The American novelist Bernard Malamud has a striking phrase about the impossibility of making pure clay from time’s mud. Lawrence Harris, a BBC journalist, has done his best to fashion two serviceable pots to hold something of the flow of the past for a new generation of young readers.

The first story, Jackie Was a Hero, involves the English twins Tom and Polly and their mysterious camcorder that allows them to see, smell and hear the past while remaining invisible and unaffected themselves. They take it on a school journey to the Somme where they bear witness to the courage and endurance of a long-dead great-uncle. Flashes of vivid detail - such as an officer’s silver-topped riding crop - evoke life and death among the horrifying scenes of Thiepval and Fricourt.

The dialogue is stilted in places, but the book takes a vigorous and plausible approach to abhorrent facts. It’s best read in conjunction with Harris’s new novel, Don’t Shout at the Guns, in which the twins encounter two sassy New York children visiting France with their grandfather.

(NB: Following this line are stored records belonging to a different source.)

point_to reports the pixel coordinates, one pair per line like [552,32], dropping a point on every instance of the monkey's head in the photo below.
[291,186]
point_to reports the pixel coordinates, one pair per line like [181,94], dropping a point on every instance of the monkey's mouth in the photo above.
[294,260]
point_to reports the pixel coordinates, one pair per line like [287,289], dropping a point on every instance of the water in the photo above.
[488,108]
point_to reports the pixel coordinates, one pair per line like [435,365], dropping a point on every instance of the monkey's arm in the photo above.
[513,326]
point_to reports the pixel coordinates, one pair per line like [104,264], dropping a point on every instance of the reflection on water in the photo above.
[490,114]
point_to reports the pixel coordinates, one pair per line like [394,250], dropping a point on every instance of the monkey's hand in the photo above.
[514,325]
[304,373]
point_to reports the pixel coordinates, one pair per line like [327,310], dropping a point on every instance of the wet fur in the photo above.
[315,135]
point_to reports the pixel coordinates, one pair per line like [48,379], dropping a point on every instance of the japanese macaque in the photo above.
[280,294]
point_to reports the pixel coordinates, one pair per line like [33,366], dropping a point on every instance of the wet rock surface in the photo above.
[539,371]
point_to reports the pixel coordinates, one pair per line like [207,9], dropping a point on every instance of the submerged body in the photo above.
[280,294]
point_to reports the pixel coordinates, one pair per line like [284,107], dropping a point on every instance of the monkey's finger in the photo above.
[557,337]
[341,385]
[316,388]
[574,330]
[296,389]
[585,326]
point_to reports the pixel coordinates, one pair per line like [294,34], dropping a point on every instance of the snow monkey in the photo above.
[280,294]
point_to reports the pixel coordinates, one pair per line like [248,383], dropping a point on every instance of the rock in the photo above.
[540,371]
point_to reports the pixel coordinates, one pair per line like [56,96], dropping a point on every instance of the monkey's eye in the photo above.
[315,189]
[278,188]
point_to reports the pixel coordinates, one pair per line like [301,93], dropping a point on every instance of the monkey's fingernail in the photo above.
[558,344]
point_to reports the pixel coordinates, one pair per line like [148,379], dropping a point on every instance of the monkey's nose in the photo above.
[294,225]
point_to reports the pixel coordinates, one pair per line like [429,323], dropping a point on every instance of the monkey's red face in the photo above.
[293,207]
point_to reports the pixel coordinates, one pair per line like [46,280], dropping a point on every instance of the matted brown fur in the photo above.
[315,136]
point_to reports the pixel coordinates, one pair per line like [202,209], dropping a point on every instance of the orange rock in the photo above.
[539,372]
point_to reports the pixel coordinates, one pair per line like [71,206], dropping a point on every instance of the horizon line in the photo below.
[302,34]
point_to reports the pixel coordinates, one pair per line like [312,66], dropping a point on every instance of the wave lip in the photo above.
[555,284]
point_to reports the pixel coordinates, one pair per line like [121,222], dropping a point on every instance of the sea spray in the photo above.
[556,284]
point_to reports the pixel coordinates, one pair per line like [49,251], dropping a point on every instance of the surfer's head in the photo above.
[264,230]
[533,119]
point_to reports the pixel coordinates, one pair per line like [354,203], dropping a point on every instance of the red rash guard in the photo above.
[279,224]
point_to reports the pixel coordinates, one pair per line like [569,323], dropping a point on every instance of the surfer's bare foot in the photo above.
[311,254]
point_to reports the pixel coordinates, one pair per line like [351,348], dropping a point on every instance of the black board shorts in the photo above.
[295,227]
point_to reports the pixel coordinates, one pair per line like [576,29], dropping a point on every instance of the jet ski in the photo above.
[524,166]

This story pays a belated homage to the involvement of the Americans in World War I: not just the troops who fought on the Marne in 1918, but the volunteers who were there from the beginning. It recaptures the semi-absurd chivalric world of the aviators, their dogfights and champagne toasts to defeated enemies. It also suggests, in the sly meanness of Goering, that courage is a virtue that can co-exist with cruelty.

Children of about nine to 12 will respond enthusiastically to these clear, effective narratives with their careful historical research and their slightly sentimental theme of reparation to the unpitiable dead. We can’t know if it was like this, but Harris is a plausible modern witness.